Given the opportunities that America’s embrace of innovation implies, more than two-thirds of the foreign science and engineering students who study in the US remain for at least ten years after graduation. And the US has not only translated education into innovation; it has converted innovation into economic growth.
The first step in that process is marketing, which maximizes the commercial viability of innovative technologies by stimulating desire for them. Marketing communicates value and appeal to potential buyers, while reducing barriers to sale.
US business schools – which emphasize marketing in their curricula – dominate international rankings. For example, they filled eight of the top ten positions in theFinancial Times' 2011 rankings. Long the world’s largest marketplace, the US boasts more retailers, advertising agencies, and promotional communications than any other country – evidence that its capacity to stimulate desire for innovation remains strong.

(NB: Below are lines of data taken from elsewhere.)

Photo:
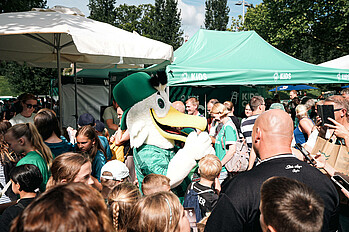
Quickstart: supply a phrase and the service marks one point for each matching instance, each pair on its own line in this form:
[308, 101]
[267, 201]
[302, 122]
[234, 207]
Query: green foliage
[312, 31]
[20, 5]
[102, 10]
[236, 24]
[135, 18]
[27, 79]
[167, 23]
[216, 15]
[20, 78]
[5, 88]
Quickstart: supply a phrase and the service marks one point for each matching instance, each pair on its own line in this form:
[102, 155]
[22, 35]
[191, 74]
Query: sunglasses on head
[29, 106]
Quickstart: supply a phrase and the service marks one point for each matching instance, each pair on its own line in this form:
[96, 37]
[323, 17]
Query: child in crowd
[8, 160]
[121, 200]
[71, 167]
[288, 205]
[160, 211]
[89, 144]
[208, 188]
[65, 207]
[101, 130]
[112, 173]
[48, 126]
[25, 139]
[26, 180]
[153, 183]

The second step of the process is financing – giving individuals the purchasing power to innovate, and to consume innovative technologies. This occurs largely through credit (purchasing power in exchange for the promise of repayment). Formerly limited to wealthy individuals and established firms, credit has become pervasive – especially in the US, where nearly all consumers have credit cards, venture capital funds vie to sponsor innovation, and robust securities markets allocate savings to new projects.
Given its well-developed financial system, which includes by far the largest number of commercial banks worldwide, America is well positioned to continue to provide the needed purchasing power to support innovation. For example, US-based private equity/venture-capital firms raised $548 billion for investment purposes in 2003-2008 (excluding government funds) – more than double the rest of the world’s combined total of $251 billion.
In addition, the value of stocks and bonds on US securities markets totaled $67 trillion at the end of 2010, compared to $63 trillion in Europe and only $16 trillion in China. Indeed, despite recent excesses, the US financial sector remains among the world’s most accessible sources of purchasing power for both innovative technological ventures and consumer purchases.
By far the world leader in higher education, research and development, marketing, and finance, America maintains a strong capacity to translate technological innovation into economic growth. In an uncertain economic environment, US policymakers must protect and build upon one of their country’s most valuable assets – and its institutional underpinnings.